1339 These can only be used with the
1340 .CW MOV
1341 instructions.
1342 The move multiple instruction,
1343 .CW MOVM ,
1344 defines a range of registers using brackets, e.g.
1345 .CW [R0-R12] .
1346 The special
1347 .CW MOVM
1348 addressing mode bits
1349 .CW W ,
1350 .CW U ,
1351 and
1352 .CW P
1353 are written in the same manner, for example,
1354 .CW MOVM.DB.W .
1355 A
1356 .CW .S
1357 suffix allows a
1358 .CW MOVM
1359 instruction to access user
1360 .CW R13
1361 and
1362 .CW R14
1363 when in another processor mode.
1364 Shifts and rotates in addressing modes are supported by binary operators
1365 .CW <<
1366 (logical left shift),
1367 .CW >>
1368 (logical right shift),
1369 .CW ->
1370 (arithmetic right shift), and
1371 .CW @>
1372 (rotate right); for example
1373 .CW "R7>>R2" or
1374 .CW "R2@>2" .
1375 The assembler does not support indexing by a shifted expression;
1376 only names can be doubly indexed.
1377 .PP
1378 Any instruction can be followed by a suffix that makes the instruction conditional:
1379 .CW .EQ ,
1380 .CW .NE ,
1381 and so on, as in the ARM manual, with synonyms
1382 .CW .HS
1383 (for
1384 .CW .CS )
1385 and
1386 .CW .LO
1387 (for
1388 .CW .CC ),
1389 for example
1390 .CW ADD.NE .
1391 Arithmetic
1392 and logical instructions
1393 can have a
1394 .CW .S
1395 suffix, as ARM allows, to set condition codes.
1396 .PP
1397 The syntax of the
1398 .CW MCR
1399 and
1400 .CW MRC
1401 coprocessor instructions is largely as in the manual, with the usual adjustments.

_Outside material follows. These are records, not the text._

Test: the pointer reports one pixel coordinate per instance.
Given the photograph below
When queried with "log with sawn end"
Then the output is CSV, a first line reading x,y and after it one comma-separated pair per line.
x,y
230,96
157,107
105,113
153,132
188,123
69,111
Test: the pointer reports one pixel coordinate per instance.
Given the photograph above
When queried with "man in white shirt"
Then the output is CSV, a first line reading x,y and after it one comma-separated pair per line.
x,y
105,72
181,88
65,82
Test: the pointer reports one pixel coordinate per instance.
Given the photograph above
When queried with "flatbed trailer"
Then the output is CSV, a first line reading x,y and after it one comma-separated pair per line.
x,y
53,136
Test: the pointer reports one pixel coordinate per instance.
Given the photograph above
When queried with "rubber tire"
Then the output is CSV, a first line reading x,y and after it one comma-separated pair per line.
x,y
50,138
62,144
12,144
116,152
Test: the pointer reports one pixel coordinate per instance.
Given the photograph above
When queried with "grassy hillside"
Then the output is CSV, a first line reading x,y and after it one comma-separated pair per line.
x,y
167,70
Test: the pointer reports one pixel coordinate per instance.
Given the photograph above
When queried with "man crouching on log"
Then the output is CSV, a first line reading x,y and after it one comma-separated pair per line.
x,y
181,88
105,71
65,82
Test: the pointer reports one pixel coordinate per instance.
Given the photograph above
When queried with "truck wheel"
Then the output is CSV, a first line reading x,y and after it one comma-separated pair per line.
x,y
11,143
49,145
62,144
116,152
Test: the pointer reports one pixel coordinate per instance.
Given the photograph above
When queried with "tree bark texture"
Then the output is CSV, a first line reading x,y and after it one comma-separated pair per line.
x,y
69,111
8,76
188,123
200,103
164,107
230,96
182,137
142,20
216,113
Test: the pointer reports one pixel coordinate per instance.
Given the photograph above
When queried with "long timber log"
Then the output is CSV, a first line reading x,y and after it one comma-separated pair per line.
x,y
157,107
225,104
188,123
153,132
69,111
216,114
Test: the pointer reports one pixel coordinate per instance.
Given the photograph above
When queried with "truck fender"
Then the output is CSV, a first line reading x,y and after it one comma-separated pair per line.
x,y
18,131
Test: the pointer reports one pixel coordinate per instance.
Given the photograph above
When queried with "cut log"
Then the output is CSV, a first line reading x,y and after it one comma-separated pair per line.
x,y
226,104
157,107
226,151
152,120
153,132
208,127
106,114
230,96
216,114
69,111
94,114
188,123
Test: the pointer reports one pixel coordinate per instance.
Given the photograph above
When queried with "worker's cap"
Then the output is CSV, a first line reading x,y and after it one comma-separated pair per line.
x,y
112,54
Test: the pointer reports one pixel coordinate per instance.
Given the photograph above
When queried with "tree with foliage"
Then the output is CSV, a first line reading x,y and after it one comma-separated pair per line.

1402 The assembler directly supports only the ARM floating-point coprocessor
1403 operations used by the compiler:
1404 .CW CMP ,
1405 .CW ADD ,
1406 .CW SUB ,
1407 .CW MUL ,
1408 and
1409 .CW DIV ,
1410 all with
1411 .CW F
1412 or
1413 .CW D
1414 suffix selecting single or double precision.
1415 Floating-point load or store become
1416 .CW MOVF
1417 and
1418 .CW MOVD .
1419 Conversion instructions are also specified by moves:
1420 .CW MOVWD ,
1421 .CW MOVWF ,
1422 .CW MOVDW ,
1423 .CW MOVWD ,
1424 .CW MOVFD ,
1425 and
1426 .CW MOVDF .
1427 .SH
1428 AMD 29000
1429 .PP
1430 For details about this assembly language, which was built for the AMD 29240,
1431 look at the sources or examine compiler output.